Kurtis Foster has a very rare and particular gift: he’s a righty point shot who can run your power play. They’re as rare as hens teeth and 1000 times as valuable. That’s why it was so foolish to trade Dan Boyle, and that’s why if the Lightning don’t re-sign Kurtis, they’re going to have to find another righty shot defenseman or forward to play point on the power play…but Lashoff, Mihalik, and Wishart are all lefties (and Mihalik has never progressed as a power play point man anyway). Lefty point men are a dime a dozen, by comparison.

That’s why last year I was quietly foaming at the mouth for the Lightning to try to draft a righty point man like (St. Louis Blues prospect) David Rundblad or (Colorado Avalanche prospect) Stefan Elliot.
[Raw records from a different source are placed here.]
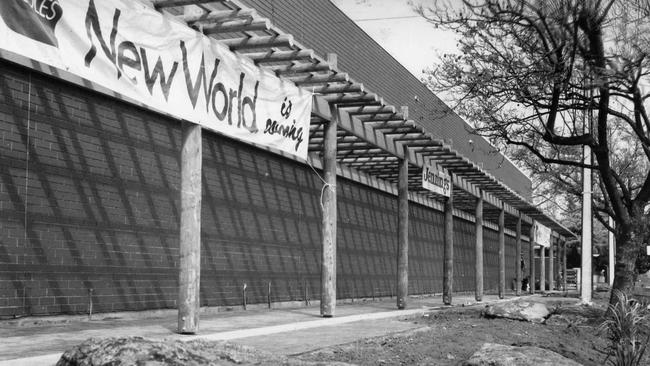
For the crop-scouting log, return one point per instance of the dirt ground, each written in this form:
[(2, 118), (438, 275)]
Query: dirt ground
[(450, 337)]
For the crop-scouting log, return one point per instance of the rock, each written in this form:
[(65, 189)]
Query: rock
[(142, 351), (568, 320), (492, 354), (519, 310), (134, 351)]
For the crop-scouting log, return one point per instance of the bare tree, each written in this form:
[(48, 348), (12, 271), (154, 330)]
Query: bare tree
[(553, 76)]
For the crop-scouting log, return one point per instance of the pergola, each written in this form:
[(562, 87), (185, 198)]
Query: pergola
[(355, 131)]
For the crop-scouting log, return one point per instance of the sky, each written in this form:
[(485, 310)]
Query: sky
[(407, 36)]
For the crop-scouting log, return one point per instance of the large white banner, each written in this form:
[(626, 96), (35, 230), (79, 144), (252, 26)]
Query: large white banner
[(138, 52), (542, 235), (436, 180)]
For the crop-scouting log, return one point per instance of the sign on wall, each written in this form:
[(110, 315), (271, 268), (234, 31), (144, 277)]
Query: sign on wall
[(542, 235), (436, 180), (153, 58)]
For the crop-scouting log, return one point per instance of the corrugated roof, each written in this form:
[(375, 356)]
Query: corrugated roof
[(326, 29)]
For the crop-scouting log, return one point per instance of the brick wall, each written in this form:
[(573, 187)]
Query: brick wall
[(89, 201)]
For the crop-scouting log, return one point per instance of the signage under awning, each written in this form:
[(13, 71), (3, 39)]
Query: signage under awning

It’s an obvious hole in our system and we need to start trying to cultivate some righty point men so we’re not having to overpay for a one-dimensional guy like Foster (I think he’s just dreadful at even strength and on the PK, and I hate paying 3-4 mill to a guy you’re not comfortable feeding 20 plus minutes a night) or an older retread like (upcoming UFA Pavel) Kubina.

It’s a different dynamic for why Foster should be retained. While Wishart, Lashoff and Mihalik all have their strengths and weaknesses (and Pete made sure to remind of Kevin Quick and Scott Jackson, two other prospects on D in the Lightning system), Foster brings a dynamic to the table that the up-and-comers can’t touch. He may not be a top pair D, or a top line wing, but he does fill a need with the Bolts game that had been sacrificed by the previous brain-trust of the franchise.

That brings us back to where we started: the uncertainty of things moving forward, and how it keeps the overall direction of the club in question.  It’s hard to plan for the future when the current is in limbo.  It’s hard to look beyond the immediate – which you need to do when assembling a team long-term – when the immediate remains a blank page.